Cripple the Google CDN’s caching with a single character
jQuery, Performance By Dave Ward. Updated October 11, 2011It’s no secret that I’m a proponent of using a shared CDN to host jQuery. As more and more sites take advantage of public CDNs for their jQuery reference, the cross-site caching benefit is becoming almost a given. However, there are a couple ways that even I recommend against using these public CDNs.
With the impending policy change on hotlinking copies of jQuery hosted on jQuery.com, I expect that at least several sites will be migrating their hotlinked script references to one of the public CDNs soon. So, I think this is a good time to address one CDN-related usage mistake that I’ve seen an uptick in lately.
Firesheep and SSL
By now, you’ve probably heard about last year’s release of Firesheep, a Firefox addon that sniffs out HTTP session cookies transmitted in cleartext, and the turmoil that it caused. Seeing someone hijack a stranger’s Twitter or Facebook identity with a single click is enough to make anyone more conscious about the security of their browsing habits.
Traditionally, most sites have used encrypted connections for authentication and sensitive information, to avoid transmitting passwords or private data in cleartext, but they generally avoid forcing SSL connections on most other pages.

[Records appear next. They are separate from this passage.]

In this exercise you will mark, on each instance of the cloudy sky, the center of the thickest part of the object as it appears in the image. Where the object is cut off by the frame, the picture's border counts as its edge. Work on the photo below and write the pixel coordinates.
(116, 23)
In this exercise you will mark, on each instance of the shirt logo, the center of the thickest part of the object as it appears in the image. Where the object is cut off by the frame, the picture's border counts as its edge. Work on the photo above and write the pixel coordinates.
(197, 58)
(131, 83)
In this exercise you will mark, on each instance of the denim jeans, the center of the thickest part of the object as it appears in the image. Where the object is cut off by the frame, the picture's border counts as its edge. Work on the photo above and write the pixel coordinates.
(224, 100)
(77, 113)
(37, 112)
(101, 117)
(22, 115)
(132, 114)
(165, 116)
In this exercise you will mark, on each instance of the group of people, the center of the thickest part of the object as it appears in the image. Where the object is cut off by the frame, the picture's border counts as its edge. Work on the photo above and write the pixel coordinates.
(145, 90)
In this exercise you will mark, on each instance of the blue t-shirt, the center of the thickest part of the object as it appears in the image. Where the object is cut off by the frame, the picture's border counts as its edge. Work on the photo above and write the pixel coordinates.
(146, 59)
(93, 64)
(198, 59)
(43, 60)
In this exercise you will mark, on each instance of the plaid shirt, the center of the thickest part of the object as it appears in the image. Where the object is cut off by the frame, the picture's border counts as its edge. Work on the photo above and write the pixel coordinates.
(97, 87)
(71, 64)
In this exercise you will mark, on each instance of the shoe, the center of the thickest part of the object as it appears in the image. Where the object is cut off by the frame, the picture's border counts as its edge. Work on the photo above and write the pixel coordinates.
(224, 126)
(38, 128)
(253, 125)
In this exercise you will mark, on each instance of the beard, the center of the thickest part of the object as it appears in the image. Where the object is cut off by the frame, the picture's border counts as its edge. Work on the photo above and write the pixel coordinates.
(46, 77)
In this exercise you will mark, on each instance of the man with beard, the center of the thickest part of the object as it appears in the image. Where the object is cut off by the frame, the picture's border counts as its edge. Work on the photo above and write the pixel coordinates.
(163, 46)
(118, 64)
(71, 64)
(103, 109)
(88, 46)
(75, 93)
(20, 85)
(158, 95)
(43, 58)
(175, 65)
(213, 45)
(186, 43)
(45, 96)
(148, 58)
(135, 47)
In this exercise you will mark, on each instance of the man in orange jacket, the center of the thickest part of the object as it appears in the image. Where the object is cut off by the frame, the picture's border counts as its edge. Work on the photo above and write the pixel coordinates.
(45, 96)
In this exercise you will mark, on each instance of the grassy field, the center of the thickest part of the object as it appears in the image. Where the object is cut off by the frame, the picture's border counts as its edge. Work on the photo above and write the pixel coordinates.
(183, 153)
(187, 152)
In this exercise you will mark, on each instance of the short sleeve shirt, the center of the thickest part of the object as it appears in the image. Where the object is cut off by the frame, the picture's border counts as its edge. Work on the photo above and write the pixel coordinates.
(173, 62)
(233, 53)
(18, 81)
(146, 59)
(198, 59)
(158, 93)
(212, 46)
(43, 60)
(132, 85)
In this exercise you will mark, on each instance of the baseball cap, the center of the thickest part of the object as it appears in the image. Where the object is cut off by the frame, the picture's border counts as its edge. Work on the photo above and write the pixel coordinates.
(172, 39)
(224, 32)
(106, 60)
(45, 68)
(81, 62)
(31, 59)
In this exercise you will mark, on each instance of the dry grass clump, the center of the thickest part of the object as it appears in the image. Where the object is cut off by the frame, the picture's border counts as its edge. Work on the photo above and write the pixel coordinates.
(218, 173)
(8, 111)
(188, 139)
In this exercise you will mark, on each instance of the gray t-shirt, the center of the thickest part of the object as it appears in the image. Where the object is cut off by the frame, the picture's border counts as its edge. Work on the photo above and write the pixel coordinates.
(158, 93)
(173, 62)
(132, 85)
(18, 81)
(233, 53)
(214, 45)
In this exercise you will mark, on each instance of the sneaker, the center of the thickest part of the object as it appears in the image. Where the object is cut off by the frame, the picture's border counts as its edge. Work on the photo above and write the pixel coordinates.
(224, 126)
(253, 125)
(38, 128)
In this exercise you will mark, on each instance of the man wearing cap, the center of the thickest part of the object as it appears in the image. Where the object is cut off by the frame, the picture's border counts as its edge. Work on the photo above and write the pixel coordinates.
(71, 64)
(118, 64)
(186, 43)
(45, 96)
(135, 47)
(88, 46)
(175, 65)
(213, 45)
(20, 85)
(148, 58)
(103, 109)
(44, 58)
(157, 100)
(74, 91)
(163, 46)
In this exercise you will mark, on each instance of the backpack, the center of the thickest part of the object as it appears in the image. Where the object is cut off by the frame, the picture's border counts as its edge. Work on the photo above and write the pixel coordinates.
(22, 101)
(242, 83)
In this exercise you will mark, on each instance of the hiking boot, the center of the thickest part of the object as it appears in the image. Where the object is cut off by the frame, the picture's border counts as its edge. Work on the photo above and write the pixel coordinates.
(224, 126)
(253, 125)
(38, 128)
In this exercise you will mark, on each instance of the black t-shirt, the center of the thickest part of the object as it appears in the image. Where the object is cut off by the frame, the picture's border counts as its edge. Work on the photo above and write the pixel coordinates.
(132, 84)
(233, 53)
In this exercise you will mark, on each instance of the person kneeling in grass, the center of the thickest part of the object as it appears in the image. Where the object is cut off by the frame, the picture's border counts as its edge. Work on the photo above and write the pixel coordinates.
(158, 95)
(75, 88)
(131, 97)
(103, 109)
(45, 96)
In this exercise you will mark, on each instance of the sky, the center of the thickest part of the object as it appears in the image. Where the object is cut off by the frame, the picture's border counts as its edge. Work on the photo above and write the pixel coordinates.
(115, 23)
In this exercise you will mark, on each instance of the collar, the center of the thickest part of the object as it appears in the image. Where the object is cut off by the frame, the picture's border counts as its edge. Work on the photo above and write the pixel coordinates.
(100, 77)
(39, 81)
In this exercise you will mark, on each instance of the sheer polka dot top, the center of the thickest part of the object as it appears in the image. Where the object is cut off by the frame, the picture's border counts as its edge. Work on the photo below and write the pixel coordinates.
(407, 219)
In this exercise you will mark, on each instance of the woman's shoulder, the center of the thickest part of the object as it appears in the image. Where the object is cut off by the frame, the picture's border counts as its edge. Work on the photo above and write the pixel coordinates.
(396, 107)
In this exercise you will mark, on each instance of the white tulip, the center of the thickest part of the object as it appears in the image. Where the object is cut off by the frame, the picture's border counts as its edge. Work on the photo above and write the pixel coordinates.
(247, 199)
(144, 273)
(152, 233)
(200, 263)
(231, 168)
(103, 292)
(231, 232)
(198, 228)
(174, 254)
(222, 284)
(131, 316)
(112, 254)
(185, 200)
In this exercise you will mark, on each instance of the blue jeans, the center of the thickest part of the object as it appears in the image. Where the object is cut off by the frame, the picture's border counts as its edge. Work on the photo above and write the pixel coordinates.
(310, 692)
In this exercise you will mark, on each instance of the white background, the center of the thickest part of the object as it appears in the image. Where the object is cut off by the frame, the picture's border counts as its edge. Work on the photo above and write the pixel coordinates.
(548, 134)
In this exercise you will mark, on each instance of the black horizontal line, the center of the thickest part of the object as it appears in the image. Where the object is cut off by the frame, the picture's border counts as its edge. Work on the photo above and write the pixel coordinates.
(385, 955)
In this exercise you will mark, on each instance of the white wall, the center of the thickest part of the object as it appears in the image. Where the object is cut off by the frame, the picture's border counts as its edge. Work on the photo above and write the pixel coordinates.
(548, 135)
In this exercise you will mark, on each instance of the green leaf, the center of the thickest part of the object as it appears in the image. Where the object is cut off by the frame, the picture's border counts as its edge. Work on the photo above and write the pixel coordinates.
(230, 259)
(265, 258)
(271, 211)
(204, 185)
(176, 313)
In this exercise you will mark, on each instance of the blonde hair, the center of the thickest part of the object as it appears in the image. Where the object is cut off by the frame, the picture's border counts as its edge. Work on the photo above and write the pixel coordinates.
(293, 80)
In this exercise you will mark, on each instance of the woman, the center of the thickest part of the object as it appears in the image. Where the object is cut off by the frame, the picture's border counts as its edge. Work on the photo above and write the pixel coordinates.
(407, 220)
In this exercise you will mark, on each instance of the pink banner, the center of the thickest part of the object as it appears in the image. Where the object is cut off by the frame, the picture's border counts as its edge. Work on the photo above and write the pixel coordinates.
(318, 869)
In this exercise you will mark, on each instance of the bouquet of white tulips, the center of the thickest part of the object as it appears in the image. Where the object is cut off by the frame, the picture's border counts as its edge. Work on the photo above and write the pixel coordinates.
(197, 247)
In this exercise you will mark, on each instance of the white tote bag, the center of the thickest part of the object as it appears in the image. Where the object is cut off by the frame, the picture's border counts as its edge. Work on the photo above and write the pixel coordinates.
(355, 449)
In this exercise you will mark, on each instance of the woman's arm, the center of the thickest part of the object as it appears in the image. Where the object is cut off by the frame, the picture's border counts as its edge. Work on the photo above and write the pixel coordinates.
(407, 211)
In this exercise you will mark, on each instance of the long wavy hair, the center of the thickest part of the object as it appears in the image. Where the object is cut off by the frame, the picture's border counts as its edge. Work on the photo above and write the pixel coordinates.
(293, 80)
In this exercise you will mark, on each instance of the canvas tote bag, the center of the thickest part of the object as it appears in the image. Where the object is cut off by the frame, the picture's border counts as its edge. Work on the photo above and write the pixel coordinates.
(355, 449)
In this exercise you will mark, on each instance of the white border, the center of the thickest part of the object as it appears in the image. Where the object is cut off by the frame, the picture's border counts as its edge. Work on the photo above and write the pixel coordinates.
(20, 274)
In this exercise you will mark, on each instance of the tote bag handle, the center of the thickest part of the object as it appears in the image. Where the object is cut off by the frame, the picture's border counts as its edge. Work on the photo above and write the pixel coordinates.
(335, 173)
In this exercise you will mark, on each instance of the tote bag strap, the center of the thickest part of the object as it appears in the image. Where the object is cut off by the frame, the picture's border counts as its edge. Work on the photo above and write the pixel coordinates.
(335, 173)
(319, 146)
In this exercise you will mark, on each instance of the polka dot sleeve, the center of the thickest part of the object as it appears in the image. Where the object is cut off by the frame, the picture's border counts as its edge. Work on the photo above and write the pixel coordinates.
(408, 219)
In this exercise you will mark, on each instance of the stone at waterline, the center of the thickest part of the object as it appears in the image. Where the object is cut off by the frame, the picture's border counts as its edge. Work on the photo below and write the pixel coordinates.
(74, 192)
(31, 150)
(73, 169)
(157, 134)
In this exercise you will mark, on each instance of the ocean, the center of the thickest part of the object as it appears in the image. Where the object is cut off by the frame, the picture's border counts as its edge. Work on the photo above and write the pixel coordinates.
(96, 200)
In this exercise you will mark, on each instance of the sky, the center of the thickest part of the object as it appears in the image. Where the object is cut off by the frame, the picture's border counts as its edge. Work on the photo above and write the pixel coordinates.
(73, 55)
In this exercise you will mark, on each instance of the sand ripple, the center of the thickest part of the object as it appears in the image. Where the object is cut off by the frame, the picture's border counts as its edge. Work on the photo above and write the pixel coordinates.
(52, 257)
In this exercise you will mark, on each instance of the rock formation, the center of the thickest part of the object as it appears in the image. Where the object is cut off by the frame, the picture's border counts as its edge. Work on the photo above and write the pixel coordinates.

This lack of site-wide support is usually attributed to the (perceived) server-side overhead of encrypting every connection and the tedious mixed content warnings that browsers display when HTTPS pages contain references to unencrypted content.
However, with SSL certificates available for cheaper than ever, Firesheep having raised so much awareness, and the prevalent use of unsecured WiFi networks in public settings, many sites have responded by offering SSL encryption for pages on their entire sites.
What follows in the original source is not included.